Cada escena era para la Revuelta un instante que debía inmortalizarse; pero no por el mero registro que la cámara hace de un momento, sino por la capacidad de obligar al recuerdo. No todos los instantes merecen ser recordados; hay que hacerlos memorables; y de eso sí sabía ella.

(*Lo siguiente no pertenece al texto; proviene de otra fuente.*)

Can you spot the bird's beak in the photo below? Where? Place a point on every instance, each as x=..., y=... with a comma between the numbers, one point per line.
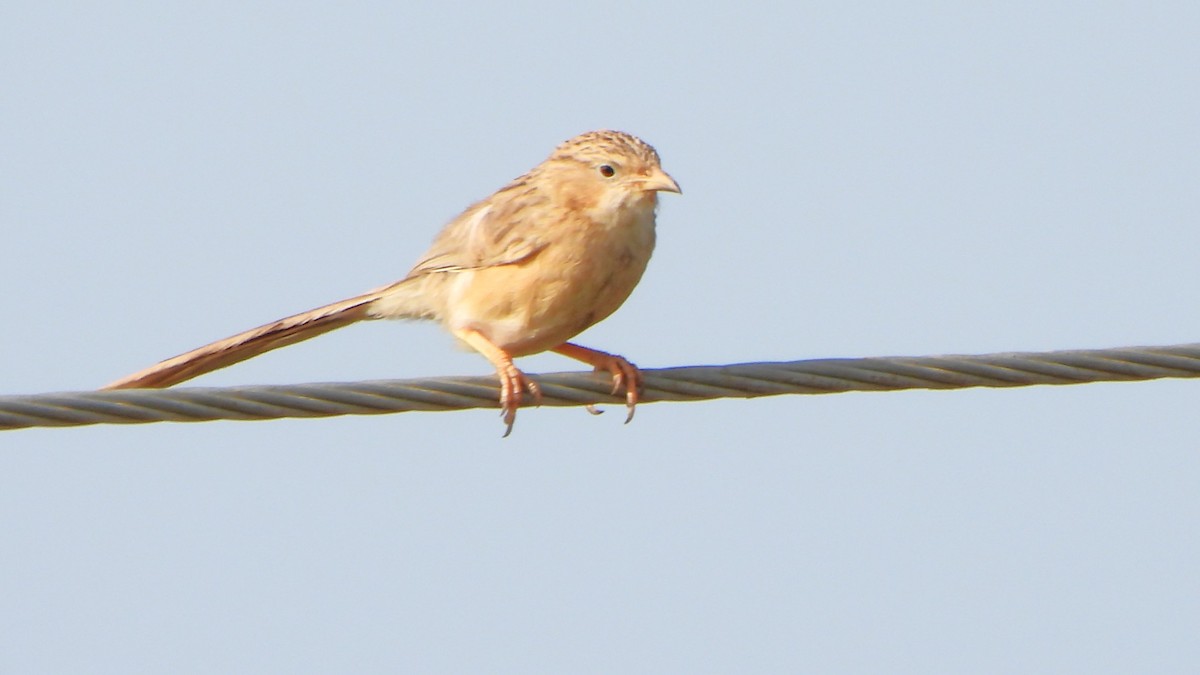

Raquel Revuelta fue un ícono del cine cubano y logró ese mérito quizás porque supo hacer de la cámara una aliada. Para ese artefacto tuvo siempre el gesto exacto, el tono ideal. Cierto que hizo carrera en todos los medios, pero el cine la abrazó como una hija predilecta.

Algunas de las cintas que contaron con su desempeño fueron Cecilia (1982), Aquella larga noche (1979), Soy Cuba (1964), Un día de noviembre (1972), El huésped (1976) y La rosa blanca (1955).

¡Nunca fue fácil! Dicen muchos cuando se refieren a su persona. Tenía un temperamento grave, pero qué habría sido de sus personajes sino tuviesen ese soporte de la gravedad, de la fortaleza, ¿con cuál voz podría dar vida a tantas otras vidas construidas para el cine sino con la de su carácter firme?

La cinematografía cubana y latinoamericana lleva la impronta de aquella Lucía de la que se enamorara Humberto Solás y pusiera en la piel de Adela Legrá, Eslinda Núñez y Raquel Revuelta.

Mucho agradeció la gran actriz la posibilidad de plasmar en el celuloide la inocencia de aquella mujer que amaba sin reparar en lo peligroso del amor.

Cuando le preguntaban por su personaje más querido hecho para la gran pantalla respondía sin vacilar: “La madre que interpreté en Un hombre de éxito“.

Inmediatamente acota algo: “Le habría quitado el grito en la escena del cementerio”. No es de extrañar que incluso a su desempeño predilecto quisiera hacerle correcciones. Esa era Raquel Revuelta: la que quería hacerlo todo demasiado bien.